Базовая культурная работа, которую осуществил постмодернизм с наследием, доставшимся ему от «века тревоги», сводилась прежде всего к тщательной консервации того переходного, переломного момента, когда грусть и тревога начинают склоняться к небытию. «Печаль – это глупо, – говорил один из главных героев французской “новой волны” годаровский Мишель Пуакар (“На последнем дыхании”, 1960). – Я выбираю небытие. Это мне лучше. Грусть – это компромисс. Нужно все или ничего». Но, как оказалось, чтобы почувствовать себя свободным от тревоги, совсем не обязательно переходить роковую черту и, как Пуакар, в порыве экзистенциального максимализма подставлять спину под полицейские пули (патетически подставлять под пули грудь по образцу героев глобальных утопий первой половины XX века стало в его второй половине уже как-то совсем бессмысленно и даже неловко).

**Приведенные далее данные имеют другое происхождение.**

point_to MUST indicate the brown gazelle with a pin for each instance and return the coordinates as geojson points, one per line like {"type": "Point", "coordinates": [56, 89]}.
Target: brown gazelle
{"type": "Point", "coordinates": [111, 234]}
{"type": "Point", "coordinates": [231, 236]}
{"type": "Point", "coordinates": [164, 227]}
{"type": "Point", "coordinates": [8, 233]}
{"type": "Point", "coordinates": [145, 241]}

Настоящее открытие постмодернизма заключалось в том, что в переходном моменте можно подзадержаться и даже обжиться, превратив его в длительность, в неопределенно долгий переходный период на пороге небытия (on the edge[41]).
Зависнув над пустотой, постмодернизм вроде бы добился того, чтобы «жизнь жительствовала» снова[42]. По сравнению с помраченным «веком тревоги» постмодернизм был настоящим живчиком и, особенно на первых порах, разнообразно предъявлял свою необузданную витальность. Но дело в том, что эта витальность была герметична, замкнута на саму себя и могла существовать только в режиме строжайшего самообеспечения и автономии, как можно дальше, а если повезет, и вовсе никогда не переступая гибельную черту и не заглядывая в бездну. Эйфории пребывания на краю были абсолютно противопоказаны все драматические переживания и рефлексии по поводу внутреннего неустройства. Но, конечно же, прежде всего переживание проблемы выбора, особенно в решающей экзистенциальной ее фазе, фазе выбора свободы «на последнем дыхании», которая могла затянуть в штопор безвозвратно.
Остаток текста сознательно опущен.